And if, like I was, you’re stuck in the space between cheering and crying, don’t stress about it. The worst thing you can do is to second or third or fourth or fifth guess yourself. I spent a year (maybe longer, if the opening entries of this blog are to be believed) thinking that I wasn’t cut out for being at university, and I was wrong about that. But if I’d decided, on that results day in 2010, to forsake further education and go out and pursue my dream of fronting an indie rock band, that would’ve be fine too. It would, at least, have been definitive. The problem with visualising all these futures for yourself is that you get trapped in a constant cycle of analysis and comparison, and you’ll only end up disappointed that, in the end, you only get one future. That’s the sad lot of the human mortal.

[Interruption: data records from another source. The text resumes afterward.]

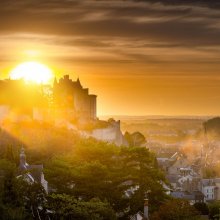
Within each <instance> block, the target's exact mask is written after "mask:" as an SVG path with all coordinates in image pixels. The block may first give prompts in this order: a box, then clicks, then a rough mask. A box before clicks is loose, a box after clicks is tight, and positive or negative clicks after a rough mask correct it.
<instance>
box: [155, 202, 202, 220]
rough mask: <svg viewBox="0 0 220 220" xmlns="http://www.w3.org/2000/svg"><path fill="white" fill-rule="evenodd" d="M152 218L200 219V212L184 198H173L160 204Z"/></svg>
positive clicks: (165, 219) (158, 218) (160, 219)
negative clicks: (163, 202)
mask: <svg viewBox="0 0 220 220" xmlns="http://www.w3.org/2000/svg"><path fill="white" fill-rule="evenodd" d="M151 219H152V220H161V219H163V220H195V219H199V212H198V211H197V210H196V209H195V208H194V207H193V206H191V205H190V204H189V202H188V201H186V200H182V199H172V200H170V201H167V202H166V203H164V204H163V205H161V206H160V208H159V210H158V211H157V212H156V213H154V214H153V215H152V216H151Z"/></svg>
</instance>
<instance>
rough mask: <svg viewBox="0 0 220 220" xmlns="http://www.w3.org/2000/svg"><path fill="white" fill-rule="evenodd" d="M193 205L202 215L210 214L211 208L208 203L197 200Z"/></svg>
mask: <svg viewBox="0 0 220 220" xmlns="http://www.w3.org/2000/svg"><path fill="white" fill-rule="evenodd" d="M193 206H194V207H195V208H196V209H197V211H199V212H200V214H201V215H208V214H209V208H208V206H207V204H206V203H204V202H197V203H195V204H194V205H193Z"/></svg>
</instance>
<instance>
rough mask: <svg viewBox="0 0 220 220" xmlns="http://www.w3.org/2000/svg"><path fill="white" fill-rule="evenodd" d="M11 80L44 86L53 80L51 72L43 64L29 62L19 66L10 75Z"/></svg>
mask: <svg viewBox="0 0 220 220" xmlns="http://www.w3.org/2000/svg"><path fill="white" fill-rule="evenodd" d="M10 77H11V78H12V79H23V80H25V81H26V82H28V83H29V82H31V83H37V84H46V83H49V82H50V80H51V79H52V78H53V74H52V71H51V70H50V69H49V68H48V67H47V66H46V65H44V64H42V63H39V62H35V61H30V62H24V63H21V64H19V65H18V66H17V67H15V68H14V69H13V70H12V71H11V73H10Z"/></svg>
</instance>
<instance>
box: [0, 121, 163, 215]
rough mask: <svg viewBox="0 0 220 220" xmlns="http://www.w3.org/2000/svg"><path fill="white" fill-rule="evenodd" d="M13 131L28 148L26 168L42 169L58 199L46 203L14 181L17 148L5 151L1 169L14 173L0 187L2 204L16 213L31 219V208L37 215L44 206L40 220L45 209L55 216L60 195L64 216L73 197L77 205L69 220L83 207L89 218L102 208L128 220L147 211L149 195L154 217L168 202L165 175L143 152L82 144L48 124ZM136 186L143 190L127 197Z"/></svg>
mask: <svg viewBox="0 0 220 220" xmlns="http://www.w3.org/2000/svg"><path fill="white" fill-rule="evenodd" d="M10 126H11V127H10V128H8V130H10V131H11V134H13V136H14V137H20V139H21V140H22V141H23V142H24V143H26V145H25V146H26V155H27V162H28V163H30V164H39V163H41V164H44V174H45V179H46V180H47V181H48V182H49V186H50V187H51V189H52V191H53V192H54V193H56V194H53V197H50V196H49V197H48V202H47V203H46V200H45V194H44V192H43V191H42V189H41V188H39V186H37V185H35V184H34V185H29V184H27V183H25V181H23V180H22V179H17V178H14V177H15V176H16V175H17V174H16V172H15V168H16V167H17V166H18V155H19V151H18V147H12V148H11V147H6V148H5V150H4V152H3V153H2V154H1V157H2V158H5V159H4V160H3V161H2V164H3V165H2V166H3V167H5V168H4V169H5V170H6V168H7V167H10V166H9V164H11V165H12V167H13V169H12V171H13V170H14V171H13V172H11V175H8V176H7V178H5V179H4V180H3V181H2V184H1V186H2V188H1V192H2V196H1V200H2V201H4V202H5V203H4V204H6V205H7V206H8V207H14V210H15V209H17V208H18V210H24V211H25V212H26V214H27V213H31V211H30V209H31V208H32V207H34V209H35V210H36V209H37V206H39V205H40V206H41V207H43V210H42V212H41V213H40V214H41V215H42V216H44V215H45V209H46V208H47V207H48V208H51V209H52V210H57V209H56V207H55V203H54V201H59V202H58V203H57V208H58V206H59V203H61V202H62V201H63V200H61V197H60V195H65V196H64V197H65V198H66V200H65V199H64V201H65V202H64V201H63V202H62V204H63V209H64V210H63V211H64V213H68V210H66V209H65V207H68V204H67V203H68V201H69V199H70V197H71V198H74V202H73V201H72V200H71V201H70V203H71V204H72V203H74V204H77V205H74V207H72V205H71V204H70V205H71V207H70V209H71V210H72V211H71V215H76V213H77V210H78V209H79V207H83V208H82V209H83V212H85V213H87V214H88V210H89V208H88V207H90V206H91V207H90V208H91V209H92V210H93V211H94V210H98V208H97V207H101V209H102V211H103V210H108V211H106V212H108V213H110V208H111V207H112V209H111V210H114V212H115V213H116V212H126V214H127V215H129V214H134V213H136V212H137V211H140V210H143V201H144V197H145V195H146V193H147V192H148V196H149V203H150V204H151V205H150V211H151V212H152V211H154V210H156V209H157V208H158V207H159V206H160V205H161V203H163V201H164V200H165V199H166V198H167V196H166V195H165V193H164V190H163V187H162V182H165V178H164V175H163V173H162V172H161V171H160V170H159V169H158V166H157V162H156V159H155V156H154V155H153V154H152V153H151V152H149V150H148V149H146V148H145V147H128V148H126V147H117V146H115V145H113V144H107V143H104V142H99V141H96V140H94V139H83V138H81V137H79V136H78V135H77V134H75V133H73V132H72V131H68V130H66V129H64V128H62V129H59V128H55V127H53V126H51V125H49V124H42V125H40V124H37V123H27V124H22V126H21V125H18V124H16V125H13V126H12V125H10ZM9 139H10V137H7V144H8V145H7V146H13V145H11V144H10V141H9ZM13 141H14V139H13ZM6 158H7V159H6ZM4 161H5V162H4ZM4 163H6V164H4ZM4 169H3V170H4ZM9 170H10V169H9ZM0 171H1V161H0ZM7 172H8V173H9V174H10V172H9V171H7ZM4 176H5V177H6V175H4ZM136 186H138V187H139V188H136V191H135V190H134V191H133V194H132V195H131V196H130V197H127V196H125V192H126V191H127V190H129V189H131V188H132V187H136ZM56 196H57V197H56ZM94 198H99V202H98V203H95V204H94V201H93V199H94ZM79 199H81V200H79ZM84 203H85V204H84ZM79 204H80V205H79ZM82 204H83V205H82ZM106 204H108V205H106ZM94 206H95V208H94ZM104 207H107V208H104ZM129 207H130V209H129ZM75 211H76V213H75ZM102 211H94V213H96V215H97V216H98V217H97V219H101V218H103V219H105V218H106V217H105V214H103V213H102ZM103 212H104V211H103ZM100 213H101V214H100ZM100 216H101V217H100ZM103 216H104V217H103ZM110 216H112V215H110ZM54 218H55V219H56V218H57V219H59V218H58V217H56V215H55V216H54ZM63 218H64V217H63ZM81 219H86V217H85V218H81ZM94 219H96V218H95V217H94ZM107 219H109V218H107Z"/></svg>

So enjoy results day – it’s the last time that something will really be riding on your exam performance, because your university degree will likely be a foregone conclusion. Enjoy being young and feeling sick to the pit of your stomach. Enjoy congratulating your friends whilst secretly resenting them. Enjoy getting ready to leave home next month. Enjoy the weeks of nervous anticipation, preparation and rehearsal for a few years of faking it. And then enjoy turning up and doing whatever it is you’ve gotta do.
In semiotics, people talk of signs, made of two parts. The lily is the signifier and death is the signified. It’s a simple, subliminal communication between a thing and our understanding of that thing. Those letters on the results sheet, the words spoken by your teacher, are the signifier. They signify a million different possibilities, so long as you can deconstruct the message. Good art undermines and inverts our understanding of signs, so that a set of bad grades don’t equal a bad life, and a set of good grades don’t equal a good life. Remember that the sign always has two parts, and you can choose what is signified.
And after you’ve done that bit of Semiotics for Dummies, have a beer and watch Homes Under The Hammer. You’ve earned it.